Ozamanlar toplu mauselar vardı , işte o topu çıkarıp elimde oynamak.
ilk bilgisayarımda kantıra girememek ve kantırı çöp kutusuna sürüklemek.
benim bir adet kazma ağabeyim olduğu için ve o zamanlar bilgisayar çok pahalı olduğu için ikimize ortak bilgisayar alınmıştı. (sene 1998 falan)

tabi erkek çocuk yetiştirmeyi beceremeyen sevgili ebeveynlerim beni de sanki çöpten bulmuşlar gibi davranıyorlardı. ağabeyim bilgisayara şifre koyuyor, onun tekelindeymiş gibi davranıp bana da lütfedip kullandırıyor falan.

neyse, bir gün evde kuzenimle otururken "acaba bilgisayarın şifresi ne olabilir?" diye düşünüyoruz. bir iki deneme yapıyoruz bulamıyoruz falan, sonunda kafamı kaldırınca yukarıda duran şapkanın üzerine "chicago bulls" yazdığını görüp bir de bunu deneyim diyorum, açılıyor.

sonra girip bilgisayarın şifresini değiştirip hiçbir şey olmamış gibi kapatıp hayatıma devam ediyorum. eve gelen ağabey deniyor deniyor şifreyi bulamıyor. ben de söylemiyorum, fena bir inat var bende intikam alayım diye sessiz kalmayı tercih ediyorum.

günlerce sessiz kalmamın ardından bilgisayarı "tamire" götürmeye karar veriyorlar, kasayı falan alıp gidiyorlar babamla. inatla şifreyi söylemiyorum ve bildiğimi de çaktırmıyorum.

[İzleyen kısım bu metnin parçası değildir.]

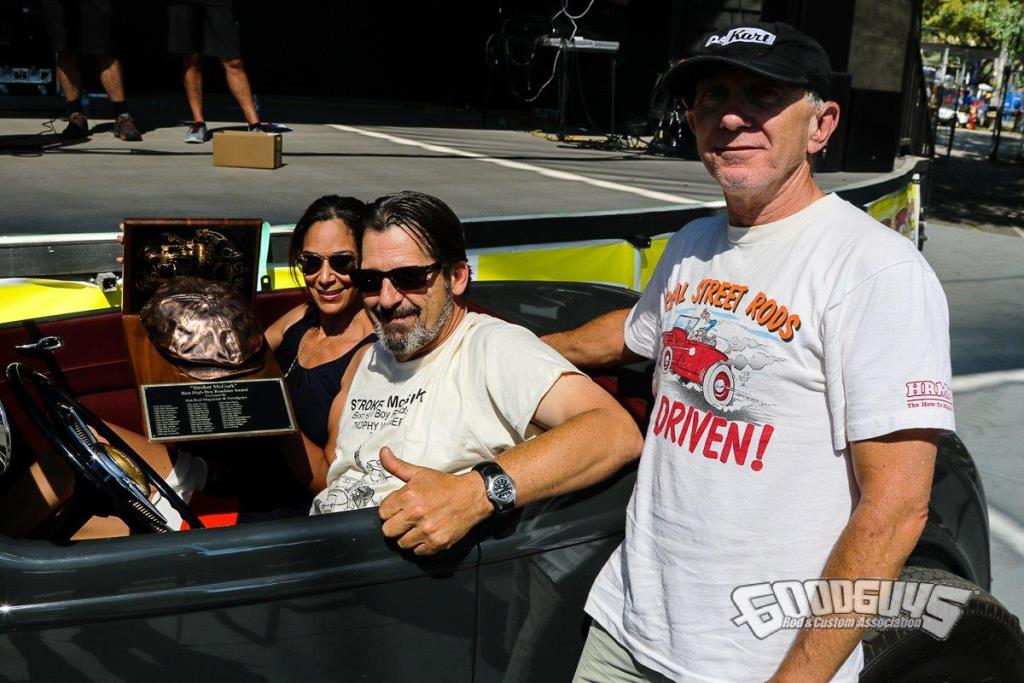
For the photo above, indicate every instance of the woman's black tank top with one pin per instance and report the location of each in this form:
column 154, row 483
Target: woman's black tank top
column 311, row 389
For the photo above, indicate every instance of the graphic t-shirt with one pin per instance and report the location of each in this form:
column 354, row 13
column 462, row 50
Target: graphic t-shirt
column 828, row 328
column 466, row 401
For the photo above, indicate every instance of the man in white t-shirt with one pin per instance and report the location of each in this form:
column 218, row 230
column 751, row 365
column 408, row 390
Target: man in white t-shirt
column 456, row 394
column 796, row 442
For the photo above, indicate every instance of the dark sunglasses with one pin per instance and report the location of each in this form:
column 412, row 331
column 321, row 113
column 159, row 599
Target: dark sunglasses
column 403, row 279
column 311, row 262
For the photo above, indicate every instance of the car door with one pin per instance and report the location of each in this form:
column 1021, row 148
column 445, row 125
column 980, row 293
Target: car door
column 289, row 599
column 538, row 565
column 308, row 598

bayağı bir para verip şifreyi mi kırdırdılar ne yaptılar bilmiyorum artık bilgisayar normale dönüyor. ağabeyimin bilgisayara şifre koyması yasaklanıyor, ay perisi istediği zaman özgürce takılabiliyor.

aslında zeki çocukmuşum ya.
Bilgisayar kamerasına özürlü gibi pozlar verip resim çekilirdim.
ilk oynayacağım oyun rollercoaster tycoon'du. bi heyecanlandım falan. yükleyeceğim. babam evde yok tabii soramıyorum. neyse karşı binada hakan diye bi arkadaşım var, anneme çağıralım mı anne nolur ya, lunapark yapççam ama yükleyemiyorum o yüklesin dedim. neyse bu salak geldi, tamam ben halletçem dedi. mal mal bakıyorum ben de. taktı cd'yi, aybüş bu bunda takılı kalsın sakın bilgisayarı kapatma 12 saat sonra yüklencek dedi. iyi tamam ben bakarım ona dedim. tam 12 saat bekledim. babam geldi tabii o ara, söylemedim de nasıl olsa yüklenecek diye. kızım napıyosun sen burda diyince olayı anlattım, o öyle yüklenmez ya kim anlattı sana bunu böyle dedi, bir kahkahalar... iş yerine kadar salındı namım. bu da böyle bir anımdır * )
benim ve kardeşlerimin masa üstüne kendi isimlerimizle klasör açma mallığı. sen benim klasörüme girdin kavgaları.
sistem dosyalarını bunlar neymiş deyip silme mallığı. şaka maka ikinci mallığım sayesinde bilgisayar alanında uzmanlaşıp çevremdeki insanların bilgisayarlarındaki sorunları hayrına düzeltebilecek yeteneğe ulaştım.
Hic mallik yapmadim sanirim direk disket oyunlarla basladim. ilk alindigi zaman degil de internete baglaninca ev telefonu mesgul calardi. Ben bigun anasini sikmisim naptiysam 400 tl fatura gelmisti 15 yil once falan.
yer tutmasın diye yapılandırma dosyalarını silmek.
Windows 7.
Monitörü açıp, yarım saat boyunca çizgili ekrana bakmak. Windows XP ekranı gelmeyince "bozdum herhalde" diyip, monitorü tekrar kapatmam.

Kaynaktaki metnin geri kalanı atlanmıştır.